If you’re anything like me, you can get so lost in the creation of a plot, the twists, the turns, the red herrings, the characters, the motivations, and the mechanics of the crime, that you can overlook something more important than any of those things. The power behind your words.
When I first started studying for the ministry, I was reminded that we can never minister to anyone out of our own “flesh,” because as scripture states, “the flesh will profit them nothing.” So it is with our writing. There are thousands of books published every year, but how many of them are changing lives? How many of those books are making the reader stop after finishing the book with a desire to pray? Or with a desire to get closer to the Lord? Or have a relationship with the Lord that one of our characters has?
There is a book I wrote once (no it isn’t published yet, but one of these days…) that I sent to a friend of mine to edit for me. I knew she was from a totally different denominational background and felt that if she could enjoy this book, it stood a good chance of crossing all denominational lines. She called me a few days later to “complain” to me about the book. It wasn’t that she wasn’t enjoying the book—she was. Her problem, she said, was that she couldn’t put the book down except to fall on her face and pray, asking the Lord for a closer relationship with Him and begging Him to do whatever it took for her to walk with Him the way one of my characters in the book did. She then refused to return the manuscript to me because she said there was so much depth in it, she could read it numerous times and get something fresh out of it each time she read it.

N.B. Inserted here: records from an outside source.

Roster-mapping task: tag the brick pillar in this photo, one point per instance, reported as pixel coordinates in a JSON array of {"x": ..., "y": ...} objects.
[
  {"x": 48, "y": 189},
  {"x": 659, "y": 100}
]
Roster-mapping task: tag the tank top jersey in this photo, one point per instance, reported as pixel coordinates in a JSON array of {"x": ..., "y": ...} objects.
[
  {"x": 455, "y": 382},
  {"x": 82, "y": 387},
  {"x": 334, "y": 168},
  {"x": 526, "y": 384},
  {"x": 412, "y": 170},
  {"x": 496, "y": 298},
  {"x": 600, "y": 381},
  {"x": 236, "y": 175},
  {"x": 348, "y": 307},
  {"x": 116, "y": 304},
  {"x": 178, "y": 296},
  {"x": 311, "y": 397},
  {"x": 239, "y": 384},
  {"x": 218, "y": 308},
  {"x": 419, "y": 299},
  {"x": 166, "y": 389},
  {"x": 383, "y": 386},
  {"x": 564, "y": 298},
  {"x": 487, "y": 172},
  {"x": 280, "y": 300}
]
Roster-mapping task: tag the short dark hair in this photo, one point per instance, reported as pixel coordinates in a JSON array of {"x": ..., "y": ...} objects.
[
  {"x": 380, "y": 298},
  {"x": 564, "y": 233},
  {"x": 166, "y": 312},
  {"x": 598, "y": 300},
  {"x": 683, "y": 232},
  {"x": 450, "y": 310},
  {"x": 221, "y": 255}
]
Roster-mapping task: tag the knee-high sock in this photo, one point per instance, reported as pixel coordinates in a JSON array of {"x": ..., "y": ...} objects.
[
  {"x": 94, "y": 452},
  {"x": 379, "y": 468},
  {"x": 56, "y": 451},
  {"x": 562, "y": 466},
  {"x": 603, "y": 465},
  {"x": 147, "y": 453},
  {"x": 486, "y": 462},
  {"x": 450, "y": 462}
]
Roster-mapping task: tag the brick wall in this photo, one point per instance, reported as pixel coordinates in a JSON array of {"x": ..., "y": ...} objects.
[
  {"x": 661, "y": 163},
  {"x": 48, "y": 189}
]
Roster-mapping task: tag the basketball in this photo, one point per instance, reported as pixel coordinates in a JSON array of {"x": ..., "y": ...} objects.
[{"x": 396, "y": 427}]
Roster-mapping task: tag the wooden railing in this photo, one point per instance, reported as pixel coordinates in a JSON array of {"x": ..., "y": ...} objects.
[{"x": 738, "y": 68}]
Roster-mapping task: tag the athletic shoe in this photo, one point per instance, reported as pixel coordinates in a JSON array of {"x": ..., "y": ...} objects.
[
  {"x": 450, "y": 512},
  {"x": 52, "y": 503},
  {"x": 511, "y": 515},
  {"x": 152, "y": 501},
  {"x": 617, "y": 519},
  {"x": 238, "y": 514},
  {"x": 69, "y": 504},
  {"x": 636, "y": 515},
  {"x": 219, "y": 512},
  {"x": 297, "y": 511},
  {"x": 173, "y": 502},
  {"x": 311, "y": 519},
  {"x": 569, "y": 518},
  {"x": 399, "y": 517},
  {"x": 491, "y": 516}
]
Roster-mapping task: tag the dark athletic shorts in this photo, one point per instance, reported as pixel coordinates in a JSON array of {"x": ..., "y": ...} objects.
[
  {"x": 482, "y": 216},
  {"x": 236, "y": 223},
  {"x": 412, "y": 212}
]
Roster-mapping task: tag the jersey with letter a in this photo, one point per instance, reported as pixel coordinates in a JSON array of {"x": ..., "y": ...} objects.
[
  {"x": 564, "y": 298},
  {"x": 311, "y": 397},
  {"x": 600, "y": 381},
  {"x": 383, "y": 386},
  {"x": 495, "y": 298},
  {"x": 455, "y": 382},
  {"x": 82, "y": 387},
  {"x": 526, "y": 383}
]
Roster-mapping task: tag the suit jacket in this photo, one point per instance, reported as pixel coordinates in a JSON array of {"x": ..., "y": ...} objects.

Now, wouldn’t we all love to put out stories that someone would read and pass on because they wanted to read it and re-read it and re-read it, so they’d tell their family and friends to go buy their own copy?We write for the King of Kings and the Lord of Lords, and we need to remember that without Him in and through our books—not with words only, but also with power—our books are nothing more than a nice little entertaining diversion for a couple of hours and then quickly forgotten. But if we can start every day asking Him to come in and saturate our words and our ideas with His Spirit, He will breathe a power into those words to touch our readers with something of Himself that we can never give them.